Let us begin by defining performance. Before we try to make our portfolio perform better, the primary goals should be to define performance. Obviously, performance cannot be defined in terms of returns alone. It has to be returns on a risk-adjusted basis. Secondly, all portfolio performance has to be with respect to goals. The biggest metrics is that the goals are achieved and that is what performance is all about. Lastly, performance of your portfolio is also about making the best of the broader trend shifts in the market. Let us understand how to build an investment portfolio for beginners. We use a stock portfolio example to see how to build a profitable portfolio. Here are 6 steps to make your portfolio perform better in the market..

1.  Create the portfolio with your goals in mind

That is where you portfolio creation starts and this plays a crucial role in how your portfolio eventually performs. The best way to create a portfolio that performs better is to build it around your goals. That should serve as the rationale for your portfolio. For example, if you have a goal that matures in 3-5 years, you cannot be too heavy on equities. It will have to be a debt fund or, at best, a balanced fund. If your goals are for the longer haul, then you need to be predominantly invested in equities. Otherwise, you will end up with sub-optimal portfolio allocation. As long as your portfolio is closely aligned with your goals, it is likely to do better than the market; from your perspective.

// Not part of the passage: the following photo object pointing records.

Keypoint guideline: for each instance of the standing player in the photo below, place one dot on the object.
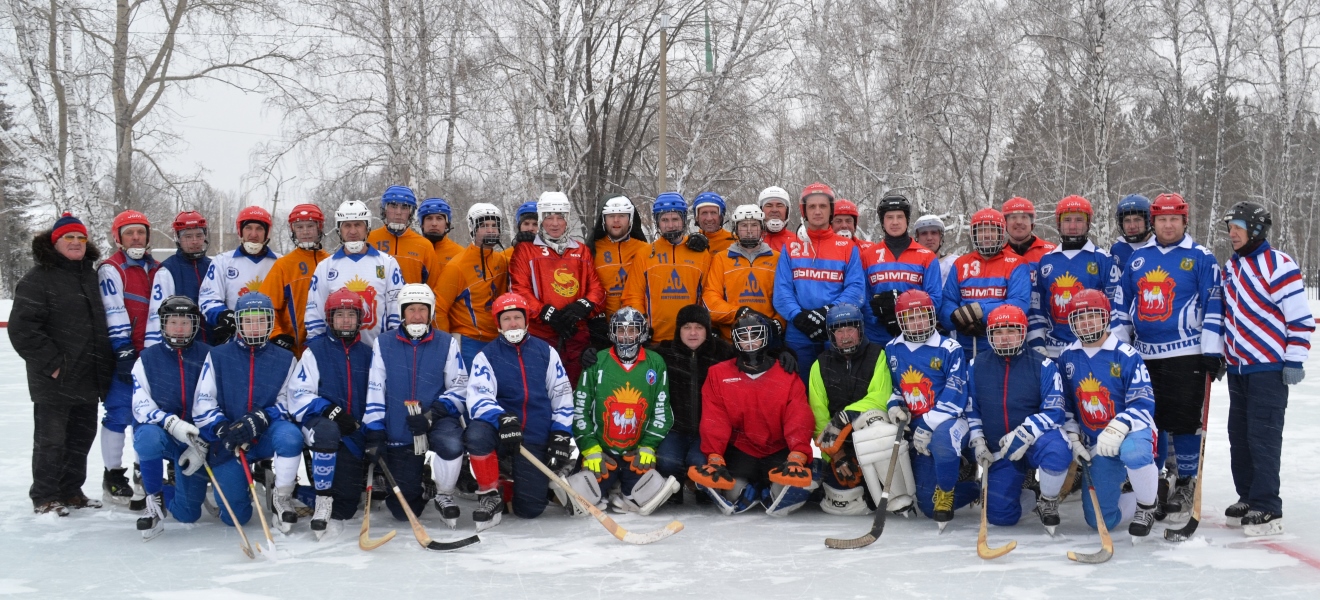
(1170, 306)
(1108, 388)
(813, 274)
(929, 394)
(182, 273)
(1267, 331)
(416, 255)
(235, 273)
(361, 268)
(894, 267)
(470, 284)
(520, 394)
(982, 280)
(288, 281)
(1075, 265)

2.  The biggest risk is not taking any risk

There are different interpretations to this statement. What it essentially means is that where risk is due you need to take on risk. Therefore, when you look at long term goals you need to be predominantly invested in equities. That is because; over the longer term equities tend to outperform all other asset classes by a margin. This outperformance comes with very minimal downside risks as the time frame keeps expanding. The second approach to this issue is should your equity exposure go down with age. That is not entirely true. Compare a 35 year old professional with a lot of liabilities against a 40 year old man who has discharged all his liabilities. Obviously, the 40-year old man has a bigger risk appetite and should have a higher exposure to equities. For the 40-year man the biggest risk is not taking risk.

3.  You need liquidity, but not too much of it

You need to have liquidity and that should be designed to meet emergencies. Why do you need liquidity in the first place? There are 2 occasions you require liquidity. Firstly, you need to keep an emergency fund of 5-6 months of your income for any exigency. Once that is done, don’t just keep on building it. Secondly, you need liquidity around milestones like child’s education, child’s marriage, home loan margin etc. You can shift to liquid assets a few months ahead of the milestone date to reduce your risk. Otherwise, don’t overexpose yourself to liquidity beyond a point.

4.  Focus on a passive rule-based approach

The best way to outperform over the longer run is to adopt a rule-based approach. For example, when the P/E of the Nifty is below 14, you will be 70% invested in equities. When the P/E of the Nifty is above 24, you will reduce your equity exposure to 30%. You can apply similar rule based approaches to gold and debt based on past data. The advantage of this rule-based approach is that it involves minimum subjectivity and human discretion. Since it is based on calibrated past data, the probability of being right is very high.

5.  Keep rebalancing your portfolio at regular intervals

Portfolio rebalancing is partially an extension of the point on rule-based approach. When should you rebalance your portfolio? Remember, a long term portfolio must not be subjected to continuous rebalancing. Ideally, the portfolio should be reviewed once a year but rebalancing should only be down once in 3-4 years. Remember, rebalancing has a cost in terms of transaction charges and taxes. Hence, rebalancing should be done only when it is perfectly justified and is likely to be value accretive. Rebalancing can also be triggered when macros move to extremes. For example Nifty P/E at 27, Nifty P/E at 10, Dividend Yields at 0.5%, bond yields at 20-year highs, bond yields at 20-year lows; are all classic triggers for rebalancing your portfolio.

6.  Always plan your portfolio in post-tax terms

Planning your portfolio in post-tax terms not only helps you outperform the market but also avoids nasty surprises with respect to goals. For example, when you do an equity fund SIP over 20 years, then 80-85% of the corpus will be in the form of capital gains which will attract 10% flat capital gains tax. Effectively, if you plan a corpus of Rs.1 crore after 20 years then you will get Rs.92 lakhs in post tax terms. When you plan your portfolio in post tax terms, you have the option of either increasing the SIP amount or the risk so as to reach your goals in post-tax terms.

Stick to the basics, and you are very likely to have an outperforming portfolio in your hands!